On Sat, Nov 21, 2009 at 8:45 PM, Aryeh Gregor Simetrical+wikilist@gmail.com wrote:
Yeah, pretty much. If you had an index on (page_is_redirect, page_namespace, page_title) or such, that would speed it up significantly (at least in MySQL). It would have to scan through the whole index, but that only contains three columns plus a row id of some kind, so it should be quite a lot faster than scanning the whole table.
Quite a lot? The theoretical max would be about twice as fast, as (page_is_redirect, page_namespace, page_title) is going to take up at least half as much space as the whole page table. But I'm not sure even that theoretical max could be reached by MySQL.
I know it wouldn't be reached by PostgreSQL, which would still do a sequential scan through the table. If you clustered on page_is_redirect you'd save yourself from having to go through the parts of the table which were redirects, but you're still stuck with a sequential scan.
In either database, if you really wanted the absolute fastest solution, you'd create a materialized view for exactly that query. But as you said, "this isn't a likely query for optimization."
Yes, it can be very hard to switch your DBMS, and that's a very good thing for MySQL. :)
Let's not have a DBMS flame war here, please.
Aww, c'mon, just a little light ribbing... I couldn't resist, you set me right up for it.

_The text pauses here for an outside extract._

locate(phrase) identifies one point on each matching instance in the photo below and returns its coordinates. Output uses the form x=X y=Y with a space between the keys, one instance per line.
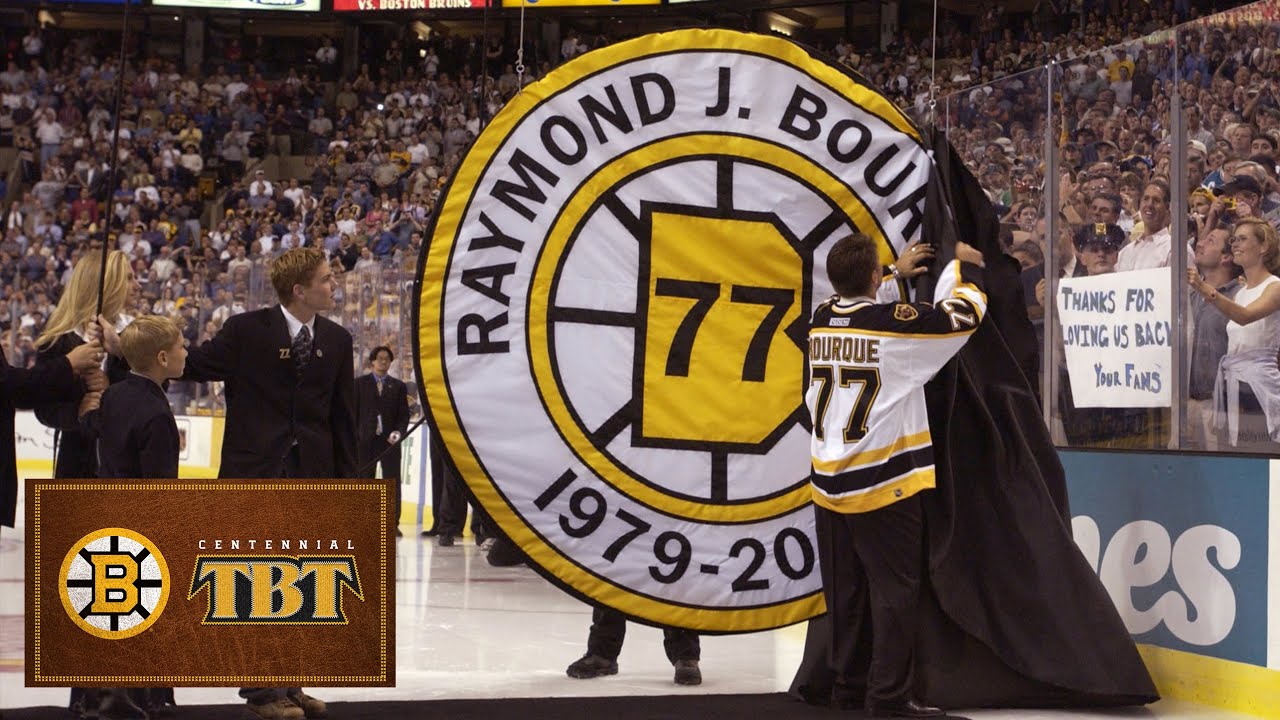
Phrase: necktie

I'm actually in the process of trying to import enwiki into a postgresql database right now. Attempt 1 was to import everything into a MySQL database (with no indexes), export it as a TSV file, then import from the TSV file into Postgresql. Hit a snag with some data that Postgres is saying isn't valid UTF8, which is probably due to something I did wrong with the import, but I can't figure out what it is.